Une personne qui s’en va. Un monde qui s’écroule en une fraction de secondes. Elle laisse derrière elle des jumeaux de 10 ans et un fils de 5 ans. Trois enfants qui, désormais, apprendront à vivre sans maman.

 

« Mes enfants étaient bouleversés mais ils ne m’ont pas montré leur souffrance. Ils n’ont même pas pleuré devant moi. Ils ne voulaient pas me faire de la peine »

 

Mais ils sont là, obéissants et tranquilles. Une manière de dire à papa qu’on l’aime et qu’ensemble, on s’en sortira.

 

Se sentir tout à coup seul et fragile et responsable de trois enfants qui sont encore plus seuls, encore plus fragiles. Apprendre, réapprendre à vivre. Petit à petit, on se reconstruit, on s’habitue à une nouvelle routine. Maintenant, les journées de Gassen commencent plus tôt et se terminent plus tard :

 

« À 5 heures, j’étais déjà levé. Je préparais les céréales, les bains… À 6h30, j’enfourchais ma bicyclette pour aller à la municipalité où je travaillais. Puis je revenais pour aider le petit à prendre son bain et s’habiller. Je l’accompagnais jusqu’à l’arrêt d’autobus et ensemble, on attendait l’arrivée du bus »

 

Gassen retourne travailler. Maintenant, plus que jamais, il se donne corps et âme au travail ; parce qu’il a trois enfants à soigner. Après le travail, pas de répit. Il prépare le thé, il fait le ménage et commence à préparer le dîner.

 

« J’avais mis un petit tableau dans la cuisine. En même temps que je cuisinais, j’aidais mes enfants à étudier et à faire leurs devoirs. Ce n’était pas parce que leur mère était décédée qu’il fallait négliger leur avenir »

 

Après le dîner, il range, il repasse les vêtements et prépare tout ce qu’il faut pour le lendemain. Des fois, la fatigue prend le dessus ; les muscles cèdent mais le courage et la foi ne cèdent pas :

 

« Je ne sais pas comment j’ai fait, je ne sais pas d’où venait le courage… Je priais tout le temps ; je savais que seul Dieu pouvait me soutenir et il l’a vraiment fait. Ma croyance en Dieu m’a aidé.

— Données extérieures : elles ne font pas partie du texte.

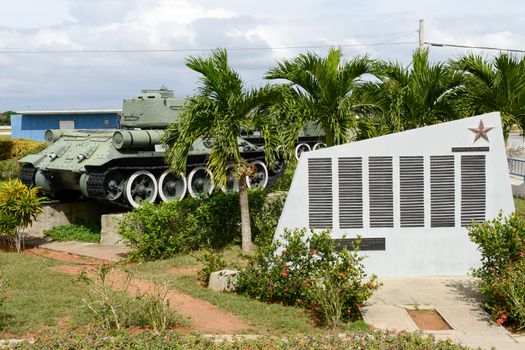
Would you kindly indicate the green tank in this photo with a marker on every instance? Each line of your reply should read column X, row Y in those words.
column 126, row 166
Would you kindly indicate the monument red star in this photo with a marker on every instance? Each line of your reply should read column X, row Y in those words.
column 480, row 131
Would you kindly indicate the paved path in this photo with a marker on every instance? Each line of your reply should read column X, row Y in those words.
column 456, row 299
column 109, row 252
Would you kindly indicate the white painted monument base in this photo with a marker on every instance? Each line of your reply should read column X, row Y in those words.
column 413, row 191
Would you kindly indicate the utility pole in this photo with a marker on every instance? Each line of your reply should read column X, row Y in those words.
column 421, row 33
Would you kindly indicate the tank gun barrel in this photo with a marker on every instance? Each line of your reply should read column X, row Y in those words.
column 134, row 139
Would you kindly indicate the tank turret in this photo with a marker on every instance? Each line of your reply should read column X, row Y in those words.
column 126, row 166
column 151, row 109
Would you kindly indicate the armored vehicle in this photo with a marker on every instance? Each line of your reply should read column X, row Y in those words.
column 126, row 166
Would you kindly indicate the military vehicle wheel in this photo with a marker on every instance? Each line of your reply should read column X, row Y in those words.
column 260, row 178
column 200, row 181
column 302, row 147
column 114, row 184
column 141, row 186
column 171, row 186
column 319, row 145
column 231, row 184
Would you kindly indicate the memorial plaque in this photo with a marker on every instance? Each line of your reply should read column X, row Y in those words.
column 375, row 243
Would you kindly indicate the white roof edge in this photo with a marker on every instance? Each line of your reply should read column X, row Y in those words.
column 71, row 111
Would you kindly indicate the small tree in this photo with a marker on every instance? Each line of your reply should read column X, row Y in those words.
column 19, row 205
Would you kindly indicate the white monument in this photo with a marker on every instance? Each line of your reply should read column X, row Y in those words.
column 409, row 195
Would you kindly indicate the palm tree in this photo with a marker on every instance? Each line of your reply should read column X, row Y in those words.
column 413, row 96
column 321, row 90
column 497, row 85
column 219, row 110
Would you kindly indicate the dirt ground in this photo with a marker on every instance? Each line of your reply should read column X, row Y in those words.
column 428, row 320
column 204, row 316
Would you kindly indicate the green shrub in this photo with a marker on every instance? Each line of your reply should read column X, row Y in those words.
column 8, row 169
column 80, row 231
column 5, row 149
column 116, row 309
column 502, row 245
column 213, row 261
column 22, row 147
column 19, row 206
column 306, row 272
column 161, row 231
column 268, row 217
column 283, row 183
column 2, row 300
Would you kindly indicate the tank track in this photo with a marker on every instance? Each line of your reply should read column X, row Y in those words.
column 95, row 183
column 27, row 175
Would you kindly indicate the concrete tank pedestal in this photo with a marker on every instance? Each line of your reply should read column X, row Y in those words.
column 59, row 213
column 109, row 229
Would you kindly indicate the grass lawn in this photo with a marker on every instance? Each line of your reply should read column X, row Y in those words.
column 36, row 295
column 266, row 318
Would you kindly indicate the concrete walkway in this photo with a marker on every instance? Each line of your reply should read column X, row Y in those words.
column 456, row 299
column 109, row 252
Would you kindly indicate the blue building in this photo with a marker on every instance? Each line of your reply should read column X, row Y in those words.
column 32, row 124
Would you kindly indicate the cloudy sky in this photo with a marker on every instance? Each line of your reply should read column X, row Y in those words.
column 54, row 53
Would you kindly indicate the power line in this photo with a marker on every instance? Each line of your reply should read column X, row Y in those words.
column 188, row 50
column 473, row 47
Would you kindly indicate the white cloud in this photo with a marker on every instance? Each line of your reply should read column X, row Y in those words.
column 104, row 79
column 26, row 14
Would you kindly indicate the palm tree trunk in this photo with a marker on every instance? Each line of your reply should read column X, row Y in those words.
column 246, row 230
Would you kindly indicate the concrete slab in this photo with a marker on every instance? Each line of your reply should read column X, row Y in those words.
column 458, row 301
column 93, row 250
column 57, row 213
column 109, row 229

Vous savez, depuis le décès de mon épouse, il y avait une bouteille de bière dans le réfrigérateur. Je n’y ai pas touché. Il est tellement facile de craquer, de chercher du réconfort dans l’alcool ou ailleurs. Mais j’avais des responsabilités… J’ai demandé à Dieu de me garder sur la bonne voie »

 

Des nuits, il ne dort pas. Lorsque ses enfants sont malades, il veille sur eux. Il apprend à connaitre leurs moindres gestes, il apprend à reconnaitre leurs pas :

 

« Même si je dormais, mon fils devait juste poser ses pieds au sol et je savais qu’il était levé. J’étais devenu tellement vigilant et attentionné. »

 

Pour eux, il fait de son mieux. Mais parfois, cela ne suffit pas. Parfois, il se sent impuissant et las :

 

« Financièrement, c’était dur. Avant ma femme travaillait et on gérait les dépenses à deux. Maintenant il n’y avait que moi. Je me sentais débordé. Je suis allé au bureau de sécurité sociale et ils n’ont rien pu faire. Un veuf ne reçoit aucune pension. Je ne savais plus vers qui me tourner »

 

Mais il semblerait que parfois notre détermination est si forte et notre foi si grande que l’univers n’a d’autre choix que nous aider :

 

« Avant de mourir, mon épouse avait repris contact avec une de ses anciennes amies établie à l’étranger. Après son décès, le mari de l’amie en question venait nous voir. Il apportait de l’huile, des céréales, du lait… Il s’appelle monsieur Abdoolah. Il nous est venu en aide sans rien attendre en retour. Je lui suis tellement reconnaissant ! »

 

En 2013, les jumeaux prennent part aux examens de la C.P.E. Ils ont de bons résultats et sont admis au collège Impérial. Papa est fier. La fatigue, les nuits sans sommeil, les sacrifices ont fini par payer :

 

« Parfois, certaines personnes me regardaient avec pitié. Ils se demandaient comment je faisais. Mais même s’ils n’avaient plus de mère, mes enfants n’ont manqué de rien. J’en suis fier ! »

 

Quelques années après, Gassen s’est remarié à une veuve qu’il a rencontrée dans une cérémonie religieuse. La famille et les vies se sont reconstruites. Il s’est remarié mais pas avant d’avoir vaillamment assumé ses responsabilités. Parce qu’il y a aussi des hommes comme ça ; des hommes qui, du jour au lendemain, se retrouvent dans une situation inattendue et difficile mais qui ne se désistent pas. Par amour et par devoir.